1. Hive Installation
Installing Apache Hive requires a pre-existing, functioning Hadoop cluster. Hive acts as a client-side application and does not need to be installed on all nodes; it only needs to be installed on the node from which queries will be submitted.
Prerequisites
- Java: Java 8 or later must be installed.
- Hadoop: Apache Hadoop must be installed, configured, and running (HDFS and YARN).
Step-by-Step Installation
Step 1: Download Apache Hive
Download the latest stable release of Apache Hive from the official Apache mirrors.
wget https://downloads.apache.org/hive/hive-3.1.3/apache-hive-3.1.3-bin.tar.gz
Step 2: Extract the Tarball
Extract the downloaded file to your preferred installation directory.
tar -xzvf apache-hive-3.1.3-bin.tar.gz
mv apache-hive-3.1.3-bin /usr/local/hive
Step 3: Set Environment Variables
Add the Hive path to the system's environment variables (e.g., ~/.bashrc or ~/.bash_profile).
export HIVE_HOME=/usr/local/hive
export PATH=$PATH:$HIVE_HOME/bin
Apply the changes:
source ~/.bashrc
Step 4: Configure Hadoop for Hive
Create HDFS directories for Hive to store its data and grant the necessary permissions.
hdfs dfs -mkdir -p /user/hive/warehouse
hdfs dfs -mkdir /tmp
hdfs dfs -chmod g+w /user/hive/warehouse
hdfs dfs -chmod g+w /tmp
Step 5: Configure hive-site.xml
Navigate to the $HIVE_HOME/conf directory.
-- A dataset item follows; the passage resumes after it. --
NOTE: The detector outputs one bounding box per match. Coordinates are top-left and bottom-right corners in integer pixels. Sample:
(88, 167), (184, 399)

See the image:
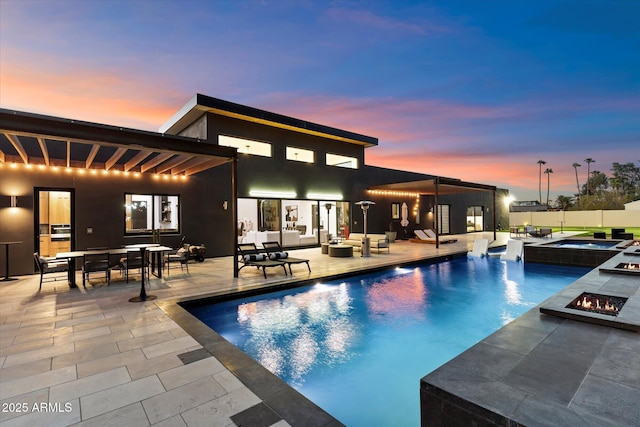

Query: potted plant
(384, 221), (398, 243)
Copy the template and create hive-site.xml. Configure the database connection for the Hive Metastore (Derby is used by default for local, but MySQL/PostgreSQL is recommended for production).
Step 6: Initialize the Metastore
Before starting Hive for the first time, initialize the Metastore schema using the schematool utility.
schematool -dbType derby -initSchema
Step 7: Start Hive
Launch the Hive CLI or Beeline (the modern JDBC client).
hive
# OR
beeline -u jdbc:hive2://
2. Hive Data Types
Hive supports a wide variety of data types, which are broadly categorized into Primitive and Complex data types.
Primitive Data Types
Primitive data types represent single values.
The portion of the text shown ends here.